The details of the affair that ended with my abandonment in the Dismal Kingdom, and Gus’s heart-shaped tattoo, already feel like pinpricks on my skin. But Hallie’s voice is so deep in my head—or in my heart—that there’s no escaping it:
When there’s a choice, always do the brave thing.

“You should have turned this over to the police during the investigation,” I tell him as I reach for it.

“The police already had plenty of evidence. They didn’t need further proof of my humiliation.” The Bug’s fury is so concrete it feels like a buzzing in my head, and the word—
humiliation—
raises the noise several decibels.

I pull out the thin piece of paper and wince when I see that the “tawdry” motel the Bug referred to was the Sandbar. Why am I not surprised? Obviously, my mother has been tempting fate for a decade.

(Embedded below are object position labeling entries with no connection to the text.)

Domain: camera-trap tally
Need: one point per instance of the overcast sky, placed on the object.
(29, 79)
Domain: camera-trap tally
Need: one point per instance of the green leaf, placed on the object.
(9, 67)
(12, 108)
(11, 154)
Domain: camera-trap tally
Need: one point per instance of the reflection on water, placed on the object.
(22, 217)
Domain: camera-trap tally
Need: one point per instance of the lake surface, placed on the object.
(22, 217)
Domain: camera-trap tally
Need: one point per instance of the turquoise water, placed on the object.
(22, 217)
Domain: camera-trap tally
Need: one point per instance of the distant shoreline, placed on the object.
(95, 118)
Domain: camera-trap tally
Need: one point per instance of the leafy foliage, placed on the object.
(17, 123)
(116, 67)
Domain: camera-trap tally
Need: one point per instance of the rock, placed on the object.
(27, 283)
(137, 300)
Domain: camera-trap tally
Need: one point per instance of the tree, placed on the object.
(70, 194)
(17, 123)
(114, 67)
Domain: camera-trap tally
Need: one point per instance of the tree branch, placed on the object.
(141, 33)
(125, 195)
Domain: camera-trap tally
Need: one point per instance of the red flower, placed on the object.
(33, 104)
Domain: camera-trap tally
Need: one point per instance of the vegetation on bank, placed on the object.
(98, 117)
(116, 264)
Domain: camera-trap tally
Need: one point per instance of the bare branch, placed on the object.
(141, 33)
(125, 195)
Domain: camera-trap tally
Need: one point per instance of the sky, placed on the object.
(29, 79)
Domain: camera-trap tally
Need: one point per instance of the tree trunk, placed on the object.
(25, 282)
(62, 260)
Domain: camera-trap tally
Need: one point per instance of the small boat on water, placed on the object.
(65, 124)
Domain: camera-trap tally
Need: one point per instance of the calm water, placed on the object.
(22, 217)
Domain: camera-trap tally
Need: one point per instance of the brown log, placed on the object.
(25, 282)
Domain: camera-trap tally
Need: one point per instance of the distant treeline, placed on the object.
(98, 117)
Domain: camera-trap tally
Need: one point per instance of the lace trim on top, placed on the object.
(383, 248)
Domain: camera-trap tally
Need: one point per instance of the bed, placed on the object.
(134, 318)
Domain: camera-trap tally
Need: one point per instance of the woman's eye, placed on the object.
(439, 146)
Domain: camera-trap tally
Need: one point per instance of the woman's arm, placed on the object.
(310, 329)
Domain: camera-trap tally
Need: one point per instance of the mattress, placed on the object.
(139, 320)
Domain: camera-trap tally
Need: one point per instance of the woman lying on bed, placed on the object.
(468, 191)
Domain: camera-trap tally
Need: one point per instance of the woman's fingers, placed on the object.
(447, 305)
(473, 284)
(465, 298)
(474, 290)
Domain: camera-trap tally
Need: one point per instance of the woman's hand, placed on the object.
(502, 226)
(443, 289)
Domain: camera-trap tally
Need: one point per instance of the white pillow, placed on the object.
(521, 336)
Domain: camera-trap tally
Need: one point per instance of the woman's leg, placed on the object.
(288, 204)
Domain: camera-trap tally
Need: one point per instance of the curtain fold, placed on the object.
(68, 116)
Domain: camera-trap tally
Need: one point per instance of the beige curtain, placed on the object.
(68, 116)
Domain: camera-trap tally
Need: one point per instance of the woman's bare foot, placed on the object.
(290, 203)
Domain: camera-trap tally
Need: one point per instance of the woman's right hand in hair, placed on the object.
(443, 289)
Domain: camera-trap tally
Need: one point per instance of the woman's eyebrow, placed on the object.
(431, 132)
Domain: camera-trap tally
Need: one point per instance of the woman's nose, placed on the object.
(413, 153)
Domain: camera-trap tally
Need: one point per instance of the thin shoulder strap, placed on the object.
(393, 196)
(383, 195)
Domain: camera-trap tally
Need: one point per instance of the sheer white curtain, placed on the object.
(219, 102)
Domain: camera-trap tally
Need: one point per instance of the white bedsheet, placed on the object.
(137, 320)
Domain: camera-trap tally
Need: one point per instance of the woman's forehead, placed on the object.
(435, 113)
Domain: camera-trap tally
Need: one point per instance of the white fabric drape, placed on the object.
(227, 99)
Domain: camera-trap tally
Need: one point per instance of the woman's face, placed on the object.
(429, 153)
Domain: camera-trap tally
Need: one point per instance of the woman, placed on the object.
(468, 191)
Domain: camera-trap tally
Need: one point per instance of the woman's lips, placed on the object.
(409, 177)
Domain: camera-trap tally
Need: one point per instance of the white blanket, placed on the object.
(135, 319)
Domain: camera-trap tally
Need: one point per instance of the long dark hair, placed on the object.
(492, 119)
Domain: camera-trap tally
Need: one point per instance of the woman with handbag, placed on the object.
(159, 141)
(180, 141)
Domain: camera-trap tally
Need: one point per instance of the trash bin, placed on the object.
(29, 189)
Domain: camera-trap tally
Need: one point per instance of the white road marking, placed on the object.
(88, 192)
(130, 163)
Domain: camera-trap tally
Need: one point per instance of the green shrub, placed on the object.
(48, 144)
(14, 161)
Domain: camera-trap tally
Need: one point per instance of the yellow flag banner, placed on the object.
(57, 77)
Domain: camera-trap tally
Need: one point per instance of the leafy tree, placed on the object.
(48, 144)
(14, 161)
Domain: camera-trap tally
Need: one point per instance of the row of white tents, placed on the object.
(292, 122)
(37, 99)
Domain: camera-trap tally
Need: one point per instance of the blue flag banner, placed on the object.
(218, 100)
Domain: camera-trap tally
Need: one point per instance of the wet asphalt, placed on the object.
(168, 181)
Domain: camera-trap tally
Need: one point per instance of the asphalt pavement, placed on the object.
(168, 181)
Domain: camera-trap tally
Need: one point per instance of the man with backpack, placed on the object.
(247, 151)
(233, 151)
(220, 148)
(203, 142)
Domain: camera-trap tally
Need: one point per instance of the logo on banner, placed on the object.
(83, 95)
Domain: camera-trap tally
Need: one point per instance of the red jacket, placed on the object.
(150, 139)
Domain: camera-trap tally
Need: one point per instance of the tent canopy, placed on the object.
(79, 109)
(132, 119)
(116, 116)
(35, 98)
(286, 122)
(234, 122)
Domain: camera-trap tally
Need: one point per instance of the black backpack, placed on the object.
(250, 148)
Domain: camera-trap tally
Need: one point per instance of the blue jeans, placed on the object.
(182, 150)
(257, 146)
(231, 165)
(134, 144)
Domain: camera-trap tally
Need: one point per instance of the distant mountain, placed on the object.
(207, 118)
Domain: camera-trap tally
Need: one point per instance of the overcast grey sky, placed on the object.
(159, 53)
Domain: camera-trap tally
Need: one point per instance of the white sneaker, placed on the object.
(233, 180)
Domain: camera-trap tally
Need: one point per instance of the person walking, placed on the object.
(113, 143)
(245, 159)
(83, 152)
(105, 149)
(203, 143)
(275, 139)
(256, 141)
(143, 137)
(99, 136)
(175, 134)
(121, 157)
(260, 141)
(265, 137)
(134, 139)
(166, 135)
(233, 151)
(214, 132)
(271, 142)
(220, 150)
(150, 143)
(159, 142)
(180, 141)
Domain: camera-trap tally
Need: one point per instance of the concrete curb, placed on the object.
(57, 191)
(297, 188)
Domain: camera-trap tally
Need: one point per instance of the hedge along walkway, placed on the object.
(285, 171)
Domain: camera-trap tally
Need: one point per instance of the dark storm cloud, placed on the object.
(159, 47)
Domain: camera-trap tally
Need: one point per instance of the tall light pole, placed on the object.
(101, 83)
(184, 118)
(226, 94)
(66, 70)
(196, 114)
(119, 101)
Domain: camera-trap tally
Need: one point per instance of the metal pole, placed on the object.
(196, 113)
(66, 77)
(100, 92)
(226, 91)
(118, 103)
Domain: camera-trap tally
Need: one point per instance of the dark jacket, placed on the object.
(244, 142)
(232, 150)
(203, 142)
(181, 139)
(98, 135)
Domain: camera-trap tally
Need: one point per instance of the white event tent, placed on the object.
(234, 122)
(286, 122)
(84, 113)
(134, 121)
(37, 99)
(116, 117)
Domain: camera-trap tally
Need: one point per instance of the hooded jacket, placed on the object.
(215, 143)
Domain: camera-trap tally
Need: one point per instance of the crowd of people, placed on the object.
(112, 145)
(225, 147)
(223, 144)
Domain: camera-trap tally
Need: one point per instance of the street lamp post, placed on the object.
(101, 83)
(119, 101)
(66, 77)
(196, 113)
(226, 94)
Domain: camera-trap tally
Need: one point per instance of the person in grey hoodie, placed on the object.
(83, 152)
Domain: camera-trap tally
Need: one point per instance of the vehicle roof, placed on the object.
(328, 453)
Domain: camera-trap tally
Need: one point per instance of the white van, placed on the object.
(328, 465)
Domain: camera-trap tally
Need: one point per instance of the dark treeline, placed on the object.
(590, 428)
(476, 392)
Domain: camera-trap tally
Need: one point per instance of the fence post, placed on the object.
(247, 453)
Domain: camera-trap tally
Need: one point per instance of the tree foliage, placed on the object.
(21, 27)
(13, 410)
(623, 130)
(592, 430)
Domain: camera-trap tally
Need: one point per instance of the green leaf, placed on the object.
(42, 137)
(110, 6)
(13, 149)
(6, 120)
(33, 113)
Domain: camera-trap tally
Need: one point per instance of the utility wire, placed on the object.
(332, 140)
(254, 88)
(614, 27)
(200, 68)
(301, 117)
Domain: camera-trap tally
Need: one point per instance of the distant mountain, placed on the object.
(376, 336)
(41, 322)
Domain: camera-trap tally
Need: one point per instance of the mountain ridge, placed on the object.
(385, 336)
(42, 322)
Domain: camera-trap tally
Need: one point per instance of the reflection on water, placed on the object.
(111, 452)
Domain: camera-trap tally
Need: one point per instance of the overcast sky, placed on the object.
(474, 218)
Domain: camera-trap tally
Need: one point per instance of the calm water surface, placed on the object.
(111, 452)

Why not return and revel in the scene of her crime?

But then something else jumps out at me so powerfully that my eyes blur: I count seven charges to the Wellfleet Theater. Always one ticket.

“You didn’t say anything about theater tickets?” I say as calmly as I can.

The Bug’s face is an interesting shade of purple. “It’s obviously where they met.” He leans down to grab the bill from my hand, his eyes bulging as if he’s reliving the discovery. Then he shakes the deadly piece of paper so close to my face I feel a harsh wind. “The very first charge was to the theater!”

Instantly awake, Stella whines to get out of the Castle and I’m desperate to be gone, too. Away from the oppressive air, and the Bug’s escalating rage. My head hurts from thinking, but I can’t leave. Not yet.

“But why did she only buy one ticket?” I wonder aloud, talking more to myself or the all-consuming emptiness of the Castle than to the Bug.

“What?” the Bug blinks as if he’s just awakened from a decade of sleep. And maybe he has.

“It looks like she bought wine and dinner for two, but every time she went to the theater, she went alone. It doesn’t make sense. Unless—”

The Bug is so mystified that for a minute he forgets to be angry. “Unless what? Maybe the cheapskate bought his own ticket, but not hers.” It might even have been a “moment” for us, a chance for father and daughter to go over the facts that devastated our family. Maybe even to heal. But all I can think of is Hallie. And
Gus.

 

W
hen it hits me, I leap
up so quickly I stun the Bug. “Or maybe he didn’t need to buy a ticket. Did you ever think of that?” The phrase that Gus yelled in the prison is coming in increasingly handy, though this time it definitely needs an embellishment. “Holy fucking shit, Dad!”

The Bug, who clearly has no idea what I’m thinking, mumbles something about not cursing. Not in
his house.
Meanwhile, Stella has caught my excitement and is doing her trademark triple spin and barking joyously.

Is it really possible?
I think, beginning to doubt myself. I want to snag the bill from my dad’s greedy hands, but he is clutching it so hard his knuckles blanch, and he’s looking even more Bug-eyed as he pores over the items to see what he missed. And what I saw. What I’m seeing.

Unfortunately, what I’m seeing is not on the bill. Not in the Castle at all. It’s one of the photographs Hallie has tacked on the bulletin board in the kitchen. In it, she and her ex-husband loop arms with a third man in front of a small, unimpressive-looking building near the harbor. THE WELLFLEET THEATER.

The third man is Neil Gallagher. When I asked about the photo, Hallie told me he had acted in a long-running play that summer. I’m trying to piece together other things I’ve heard, and I’m almost sure he left the East Coast right after the trial—just months after my mother disappeared. Of course, my rational side and the Bug’s dubious expression are already making me doubt myself. What does any of that actually prove? Couldn’t Neil’s move be a coincidence, and Ava’s presence at the playhouse only further incriminate Gus? As Neil’s friend, he almost surely attended the play that summer. But seven times?